For background on valuation caps and why investors may ask for them see What You Need to Know about a Convertible Note Cap. In fact, some investors will argue that a cap is common in almost “all” seed financings and that they “never” invest in an uncapped note. While capped notes are popular, founders should not assume that it is inevitable to have a cap or unusual not to have one. Many companies successfully negotiate uncapped convertible notes, and there are reasons when that approach makes sense:

  • A cap may have the unintended effect of imposing a “ceiling” on or otherwise anchoring the valuation upon which a new investor might be willing to invest in the first priced equity round. It is just human nature that the cap will likely be factored into the mix when determining valuation.
  • One of the main reasons an early-stage convertible note round is attractive is for speed of execution and avoiding a premature and usually arbitrary negotiation of valuation. A valuation cap can undercut both of these advantages because at least some time will now have to be spent on determining an appropriate valuation to use for the cap and negotiating that amount.
  • If the valuation cap ends up being a de facto negotiation of what the investor thinks is the current value of the company (which often is the case) then the founder ends up with the worst of both worlds. The valuation cap in this case effectively sets a valuation for the note investment, but if the priced equity round is lower than the cap then the investor gets the advantage of that downward price adjustment. This is effectively an equity round with a full-ratchet anti-dilution adjustment (which is extremely rare). In fact, this outcome is even better for investors than a full ratchet since they get the benefit of an additional discount to the price after the full ratchet. This is not a good outcome for the founders under any scenario –upside or downside.

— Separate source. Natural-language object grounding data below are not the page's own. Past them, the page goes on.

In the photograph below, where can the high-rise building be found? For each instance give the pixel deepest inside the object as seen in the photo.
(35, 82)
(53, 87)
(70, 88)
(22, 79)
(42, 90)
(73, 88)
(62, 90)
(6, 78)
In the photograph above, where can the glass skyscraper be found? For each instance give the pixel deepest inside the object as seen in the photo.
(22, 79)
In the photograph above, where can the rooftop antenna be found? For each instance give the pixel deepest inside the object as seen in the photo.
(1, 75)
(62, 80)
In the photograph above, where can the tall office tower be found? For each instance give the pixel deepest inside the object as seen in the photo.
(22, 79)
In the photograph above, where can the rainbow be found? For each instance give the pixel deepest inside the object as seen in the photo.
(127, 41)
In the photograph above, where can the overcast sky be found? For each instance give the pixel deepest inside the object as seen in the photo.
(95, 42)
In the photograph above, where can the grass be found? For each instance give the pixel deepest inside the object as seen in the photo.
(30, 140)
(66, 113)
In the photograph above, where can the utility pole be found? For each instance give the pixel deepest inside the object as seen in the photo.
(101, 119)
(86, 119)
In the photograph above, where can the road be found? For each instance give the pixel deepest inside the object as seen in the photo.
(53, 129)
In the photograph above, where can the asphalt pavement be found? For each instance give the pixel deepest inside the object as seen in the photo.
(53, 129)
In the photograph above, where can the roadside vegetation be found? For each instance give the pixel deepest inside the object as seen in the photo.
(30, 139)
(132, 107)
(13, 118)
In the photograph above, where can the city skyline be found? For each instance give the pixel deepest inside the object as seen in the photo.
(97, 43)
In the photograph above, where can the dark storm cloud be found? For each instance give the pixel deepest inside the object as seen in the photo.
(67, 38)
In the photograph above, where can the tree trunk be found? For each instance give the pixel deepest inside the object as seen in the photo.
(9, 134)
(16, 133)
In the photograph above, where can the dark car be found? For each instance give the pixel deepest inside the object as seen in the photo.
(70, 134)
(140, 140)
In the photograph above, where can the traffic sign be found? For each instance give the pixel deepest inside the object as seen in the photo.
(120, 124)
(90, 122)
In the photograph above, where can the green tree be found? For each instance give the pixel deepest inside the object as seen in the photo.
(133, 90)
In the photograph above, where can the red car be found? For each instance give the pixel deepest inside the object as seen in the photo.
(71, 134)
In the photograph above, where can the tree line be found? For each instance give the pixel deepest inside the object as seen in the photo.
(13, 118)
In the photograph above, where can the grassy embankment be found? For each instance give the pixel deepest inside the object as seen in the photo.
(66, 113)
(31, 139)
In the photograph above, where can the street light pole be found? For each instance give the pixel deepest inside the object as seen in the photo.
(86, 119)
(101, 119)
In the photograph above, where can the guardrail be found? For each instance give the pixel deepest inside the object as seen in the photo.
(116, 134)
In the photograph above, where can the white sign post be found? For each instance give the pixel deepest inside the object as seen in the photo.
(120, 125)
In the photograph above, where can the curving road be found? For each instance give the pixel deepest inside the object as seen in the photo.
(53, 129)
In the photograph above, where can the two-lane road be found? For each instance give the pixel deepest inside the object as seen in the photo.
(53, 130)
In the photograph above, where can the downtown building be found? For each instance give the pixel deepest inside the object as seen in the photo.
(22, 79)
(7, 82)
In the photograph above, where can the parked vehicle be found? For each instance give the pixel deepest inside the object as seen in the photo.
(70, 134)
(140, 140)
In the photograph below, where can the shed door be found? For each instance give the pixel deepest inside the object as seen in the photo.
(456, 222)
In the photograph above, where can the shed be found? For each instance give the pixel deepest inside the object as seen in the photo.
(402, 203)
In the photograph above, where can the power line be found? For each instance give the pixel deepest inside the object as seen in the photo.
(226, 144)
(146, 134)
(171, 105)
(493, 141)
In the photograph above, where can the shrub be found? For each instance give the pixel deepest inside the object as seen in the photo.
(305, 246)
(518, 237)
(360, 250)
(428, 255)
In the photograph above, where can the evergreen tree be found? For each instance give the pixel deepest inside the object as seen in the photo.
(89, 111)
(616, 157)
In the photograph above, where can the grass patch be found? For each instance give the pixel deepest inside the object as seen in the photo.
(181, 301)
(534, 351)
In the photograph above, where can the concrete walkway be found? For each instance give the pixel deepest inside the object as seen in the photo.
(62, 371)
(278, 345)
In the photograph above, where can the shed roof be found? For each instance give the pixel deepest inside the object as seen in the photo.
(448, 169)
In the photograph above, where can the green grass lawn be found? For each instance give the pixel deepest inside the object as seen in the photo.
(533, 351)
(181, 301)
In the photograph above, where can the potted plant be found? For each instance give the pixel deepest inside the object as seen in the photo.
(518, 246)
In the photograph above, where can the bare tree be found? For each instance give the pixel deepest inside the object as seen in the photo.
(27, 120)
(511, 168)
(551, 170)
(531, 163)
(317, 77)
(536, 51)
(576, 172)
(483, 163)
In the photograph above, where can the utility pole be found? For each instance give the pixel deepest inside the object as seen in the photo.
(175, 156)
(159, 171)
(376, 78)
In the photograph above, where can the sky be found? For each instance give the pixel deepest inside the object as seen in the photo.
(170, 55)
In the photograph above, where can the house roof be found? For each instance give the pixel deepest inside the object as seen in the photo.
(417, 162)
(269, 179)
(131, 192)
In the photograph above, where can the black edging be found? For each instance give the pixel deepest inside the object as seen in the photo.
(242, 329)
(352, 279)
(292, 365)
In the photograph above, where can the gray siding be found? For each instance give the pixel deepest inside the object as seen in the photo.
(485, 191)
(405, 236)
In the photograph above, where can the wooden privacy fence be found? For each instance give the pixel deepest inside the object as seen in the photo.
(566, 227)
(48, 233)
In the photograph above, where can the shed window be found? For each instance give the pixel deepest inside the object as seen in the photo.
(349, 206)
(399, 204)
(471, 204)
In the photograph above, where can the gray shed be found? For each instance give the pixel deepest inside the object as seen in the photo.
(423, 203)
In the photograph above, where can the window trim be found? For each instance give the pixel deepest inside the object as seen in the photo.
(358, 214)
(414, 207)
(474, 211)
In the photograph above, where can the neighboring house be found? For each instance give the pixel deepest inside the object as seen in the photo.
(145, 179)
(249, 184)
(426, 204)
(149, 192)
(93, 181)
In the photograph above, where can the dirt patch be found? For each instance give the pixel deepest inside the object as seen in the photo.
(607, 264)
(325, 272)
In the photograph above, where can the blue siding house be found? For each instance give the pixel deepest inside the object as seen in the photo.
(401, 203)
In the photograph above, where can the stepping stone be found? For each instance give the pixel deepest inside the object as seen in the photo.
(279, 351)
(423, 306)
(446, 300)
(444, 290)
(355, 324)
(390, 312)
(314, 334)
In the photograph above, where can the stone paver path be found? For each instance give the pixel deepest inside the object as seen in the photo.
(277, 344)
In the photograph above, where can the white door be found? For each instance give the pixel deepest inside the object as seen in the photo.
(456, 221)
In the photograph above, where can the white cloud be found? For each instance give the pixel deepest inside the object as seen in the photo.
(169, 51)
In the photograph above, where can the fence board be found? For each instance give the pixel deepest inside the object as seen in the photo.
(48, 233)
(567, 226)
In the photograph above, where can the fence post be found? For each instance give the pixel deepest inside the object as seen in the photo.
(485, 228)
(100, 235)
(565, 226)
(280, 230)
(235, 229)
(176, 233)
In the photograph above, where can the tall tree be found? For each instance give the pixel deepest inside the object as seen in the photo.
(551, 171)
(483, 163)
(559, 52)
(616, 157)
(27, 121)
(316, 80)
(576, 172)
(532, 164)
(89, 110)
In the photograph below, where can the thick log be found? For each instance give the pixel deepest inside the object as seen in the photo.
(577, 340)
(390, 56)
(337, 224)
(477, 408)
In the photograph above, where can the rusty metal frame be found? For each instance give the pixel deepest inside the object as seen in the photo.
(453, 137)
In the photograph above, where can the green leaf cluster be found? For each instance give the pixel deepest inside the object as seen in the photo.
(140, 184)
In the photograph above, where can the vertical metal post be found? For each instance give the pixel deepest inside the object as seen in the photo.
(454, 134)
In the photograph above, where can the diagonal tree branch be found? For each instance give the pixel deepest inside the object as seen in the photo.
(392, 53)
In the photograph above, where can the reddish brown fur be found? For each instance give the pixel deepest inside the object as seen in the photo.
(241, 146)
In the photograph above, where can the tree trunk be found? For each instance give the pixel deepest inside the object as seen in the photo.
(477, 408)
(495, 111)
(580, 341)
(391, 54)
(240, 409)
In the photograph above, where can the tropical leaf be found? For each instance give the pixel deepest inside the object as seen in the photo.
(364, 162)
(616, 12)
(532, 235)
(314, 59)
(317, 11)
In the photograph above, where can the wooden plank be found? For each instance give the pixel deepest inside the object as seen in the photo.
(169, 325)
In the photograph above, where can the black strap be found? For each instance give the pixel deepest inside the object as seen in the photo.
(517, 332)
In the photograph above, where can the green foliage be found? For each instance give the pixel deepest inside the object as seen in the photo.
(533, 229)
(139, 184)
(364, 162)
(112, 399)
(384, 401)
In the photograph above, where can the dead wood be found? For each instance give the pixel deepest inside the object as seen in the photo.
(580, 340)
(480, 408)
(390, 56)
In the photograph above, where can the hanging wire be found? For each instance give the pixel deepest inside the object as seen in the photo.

An uncapped note, on the other hand, might help reinforce a company’s image as a hot company with some leverage, help create momentum and attract better investors, more money and a higher valuation in the priced equity round.

Of course none of these reasons are conclusive. Ultimately, whether or not a cap is included in a convertible note financing almost always comes down to who has the most leverage in the negotiation. A hot company that has early stage investors knocking down its door likely will have greater success in negotiating for an uncapped note than a company desperately seeking funding to keep the company alive.

If a company does end up on the wrong side of the leverage equation and has to agree to a cap, then it should at the very least ensure that the negotiated cap is at a valuation higher than the company could achieve if it were to do a priced equity round instead. A cap in its purest form should be protection against an unexpected run-up in valuation in the priced round and not a negotiation of current price. The founders might also want to limit the size of the round if possible to try to reduce the negative impact the cap may have down the line.